Fußball VfR ist am Tiefpunkt angekommen

Fußball · Wirtschaftlich hat Reinhard Josef Wendt den Verein für Rasensport 06 dank des erfolgreich abgeschlossenen Insolvenzverfahrens zunächst einmal saniert. Doch nicht erst das unrühmliche Auftreten am Donnerstagabend in Jüchen lässt am Sinn des ganzen Unternehmens zweifeln.

Irgendwann ist überall ein Tiefpunkt erreicht, glaubt man. Doch die Geschichte des VfR 06 Neuss lehrt, dass es offensichtlich immer noch tiefer geht. Dass eine Erstvertretung des sich selbst so gern als "Traditionsklub" titulierenden Vereins für Rasensport nach einem 0:10-Halbzeitrückstand zum zweiten Durchgang eines Meisterschaftsspiels einfach nicht mehr antritt, das dürfte es selbst in der überaus turbulenten Vereinshistorie noch nicht gegeben haben.
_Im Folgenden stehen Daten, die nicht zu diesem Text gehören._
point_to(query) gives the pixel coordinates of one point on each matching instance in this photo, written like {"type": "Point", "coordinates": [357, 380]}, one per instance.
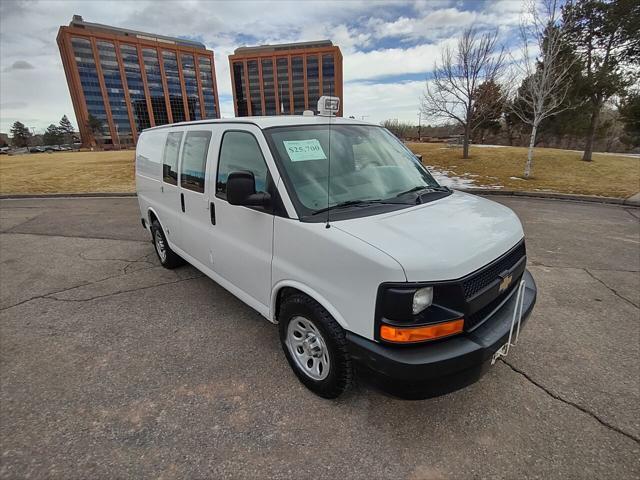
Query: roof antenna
{"type": "Point", "coordinates": [328, 107]}
{"type": "Point", "coordinates": [329, 162]}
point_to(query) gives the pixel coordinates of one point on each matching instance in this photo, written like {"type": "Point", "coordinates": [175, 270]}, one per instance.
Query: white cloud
{"type": "Point", "coordinates": [392, 61]}
{"type": "Point", "coordinates": [380, 101]}
{"type": "Point", "coordinates": [416, 30]}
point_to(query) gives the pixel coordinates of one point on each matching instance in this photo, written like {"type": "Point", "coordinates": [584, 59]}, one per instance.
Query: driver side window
{"type": "Point", "coordinates": [240, 151]}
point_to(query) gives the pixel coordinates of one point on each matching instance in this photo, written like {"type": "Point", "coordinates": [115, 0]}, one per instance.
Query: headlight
{"type": "Point", "coordinates": [422, 299]}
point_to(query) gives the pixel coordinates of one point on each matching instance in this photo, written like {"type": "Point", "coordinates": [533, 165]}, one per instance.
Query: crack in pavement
{"type": "Point", "coordinates": [539, 264]}
{"type": "Point", "coordinates": [11, 232]}
{"type": "Point", "coordinates": [572, 404]}
{"type": "Point", "coordinates": [613, 290]}
{"type": "Point", "coordinates": [50, 296]}
{"type": "Point", "coordinates": [121, 291]}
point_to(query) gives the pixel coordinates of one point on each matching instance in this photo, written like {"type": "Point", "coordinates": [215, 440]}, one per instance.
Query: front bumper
{"type": "Point", "coordinates": [436, 368]}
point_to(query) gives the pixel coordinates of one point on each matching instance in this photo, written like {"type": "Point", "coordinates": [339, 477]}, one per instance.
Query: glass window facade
{"type": "Point", "coordinates": [254, 87]}
{"type": "Point", "coordinates": [206, 79]}
{"type": "Point", "coordinates": [297, 81]}
{"type": "Point", "coordinates": [241, 94]}
{"type": "Point", "coordinates": [170, 63]}
{"type": "Point", "coordinates": [268, 87]}
{"type": "Point", "coordinates": [129, 54]}
{"type": "Point", "coordinates": [154, 83]}
{"type": "Point", "coordinates": [115, 92]}
{"type": "Point", "coordinates": [191, 86]}
{"type": "Point", "coordinates": [122, 84]}
{"type": "Point", "coordinates": [90, 83]}
{"type": "Point", "coordinates": [283, 85]}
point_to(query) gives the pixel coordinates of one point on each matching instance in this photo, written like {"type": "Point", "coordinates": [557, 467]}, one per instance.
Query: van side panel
{"type": "Point", "coordinates": [339, 271]}
{"type": "Point", "coordinates": [149, 171]}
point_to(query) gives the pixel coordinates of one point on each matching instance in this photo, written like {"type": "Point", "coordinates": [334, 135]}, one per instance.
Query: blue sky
{"type": "Point", "coordinates": [389, 47]}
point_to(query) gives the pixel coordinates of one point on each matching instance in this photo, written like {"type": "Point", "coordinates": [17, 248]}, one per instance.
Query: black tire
{"type": "Point", "coordinates": [170, 259]}
{"type": "Point", "coordinates": [340, 369]}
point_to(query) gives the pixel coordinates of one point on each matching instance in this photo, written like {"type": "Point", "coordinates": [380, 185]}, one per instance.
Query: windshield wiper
{"type": "Point", "coordinates": [356, 203]}
{"type": "Point", "coordinates": [424, 189]}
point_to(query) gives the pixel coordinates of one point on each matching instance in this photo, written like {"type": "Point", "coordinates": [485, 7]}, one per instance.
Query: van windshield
{"type": "Point", "coordinates": [368, 166]}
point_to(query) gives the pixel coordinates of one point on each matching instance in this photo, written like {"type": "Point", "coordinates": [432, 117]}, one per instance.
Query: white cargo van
{"type": "Point", "coordinates": [334, 230]}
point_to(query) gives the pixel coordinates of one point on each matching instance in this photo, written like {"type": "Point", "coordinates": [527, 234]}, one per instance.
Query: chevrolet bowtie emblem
{"type": "Point", "coordinates": [504, 284]}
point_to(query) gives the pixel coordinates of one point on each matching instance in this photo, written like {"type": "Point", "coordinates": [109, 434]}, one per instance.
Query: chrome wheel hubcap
{"type": "Point", "coordinates": [308, 348]}
{"type": "Point", "coordinates": [160, 247]}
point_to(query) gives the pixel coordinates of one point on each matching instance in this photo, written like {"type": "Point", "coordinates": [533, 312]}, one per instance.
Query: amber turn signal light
{"type": "Point", "coordinates": [420, 334]}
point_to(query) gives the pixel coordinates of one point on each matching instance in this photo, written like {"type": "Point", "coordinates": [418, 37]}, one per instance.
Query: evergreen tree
{"type": "Point", "coordinates": [66, 129]}
{"type": "Point", "coordinates": [96, 127]}
{"type": "Point", "coordinates": [53, 135]}
{"type": "Point", "coordinates": [630, 116]}
{"type": "Point", "coordinates": [65, 126]}
{"type": "Point", "coordinates": [19, 135]}
{"type": "Point", "coordinates": [605, 34]}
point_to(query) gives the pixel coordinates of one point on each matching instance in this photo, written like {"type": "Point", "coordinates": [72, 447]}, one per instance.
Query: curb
{"type": "Point", "coordinates": [68, 195]}
{"type": "Point", "coordinates": [630, 202]}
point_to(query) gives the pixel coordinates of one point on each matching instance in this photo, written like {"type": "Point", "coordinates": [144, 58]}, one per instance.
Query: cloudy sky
{"type": "Point", "coordinates": [388, 46]}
Weil sich das Ganze in der Bezirksliga, mithin der achthöchsten (oder viertniedrigsten) Spielklasse zutrug, könnte man darüber zur Tagesordnung übergehen. Das Geschehen von Donnerstagabend wirft freilich die Frage nach der Sinnhaftigkeit dessen auf, was sich in der jüngsten und jüngeren Vergangenheit rund um den Sportplatz am Derendorfweg getan hat.

Eine Frage, die sich schon länger stellt. Kein Verein, zumindest keiner im Rhein-Kreis, hat in den zurückliegenden Jahrzehnten so viele Schwadroneure und Hasardeure angelockt wie der VfR 06. Kein Verein hat so viele Menschen in den Ruin getrieben — Mittelständler, die ihr Unternehmen verloren haben, weil sie glaubten, sich mit einem Vorstandsamt bei den Grün-Weißen Geltung verschaffen zu können, Fußballverrückte, die ihr sauer Erspartes opferten, damit an der Hammer Landstraße mehr oder minder (meistens minder) erfolgreich gekickt werden konnte.

Dies ist die Tradition, die wirklich nicht stirbt beim VfR 06. Es gibt Nachkommen von VfR-Granden aus den mittlerweile so verklärten "goldenen Zeiten", die einem hinter vorgehaltener Hand erzählen, dass sie erst bei der Sichtung des Nachlasses entdeckt hätten, wie viel Geld aus dem Familenvermögen in grün-weiße Kassen geflossen sei — genug, um damit mehr als ein Einfamilienhaus zu errichten.

Reinhard Josef Wendt mag durchaus zu keiner der Kategorien gehören. Der aktuelle Präsident des VfR 06 hat unendlich viel Zeit und unendlich viel Mühe darein gesteckt, den Verein für Rasensport am Leben zu erhalten. Wirtschaftlich scheint ihm das dank des erfolgreich abgeschlossenen Insolvenzverfahrens vorerst gelungen zu sein, auch wenn die wahren finanziellen Opfer jene Gläubiger vollbracht haben, die auf den allergrößten Teil ihrer Ansprüche verzichtet haben. Nun kann in unserer demokratischen Gesellschaft jeder seine Zeit und seine Mühe einsetzen, wonach ihm der Sinn steht.

Doch Reinhard Josef Wendt muss sich fragen lassen, ob es kein sinnvolleres und dankbareres Objekt für solche Bemühungen gegeben hätte — auch und gerade im Sport — als den VfR. Denn auch Reinhard Josef Wendt wird scheitern, weil er ähnlich wie sein Vorgänger Josef Kokesch nicht erkennen will, dass ein "Neuaufbau" nur von ganz unten möglich ist. Selbst die Bezirksliga ist, nicht nur sportlich, noch zu hoch für ein solches Unterfangen. Das um so mehr, wenn jemand vom Fußball und dessen Gesetzmäßigkeiten (vor allem denen außerhalb des Sportplatzes) so wenig Ahnung hat wie der aktuelle Präsident.

Angesichts von 16 Fußball-spielenden Vereinen in Neuss, von denen ganze drei in Ligen oberhalb der Kreisebene angesiedelt sind, stellt sich die Frage nach dem Sinn einer solchen Rettungsaktion ohnehin. Besonders dann, wenn der "Gerettete" anschließend in einer Rolle irgendwo zwischen Lachnummer und Skandalnudel durch den Bezirk tingelt. Der unrühmliche Auftritt von Donnerstagabend in Jüchen markiert den Tiefpunkt. Doch weil es sich um den VfR 06 handelt, darf man getrost anfügen: den vorläufigen.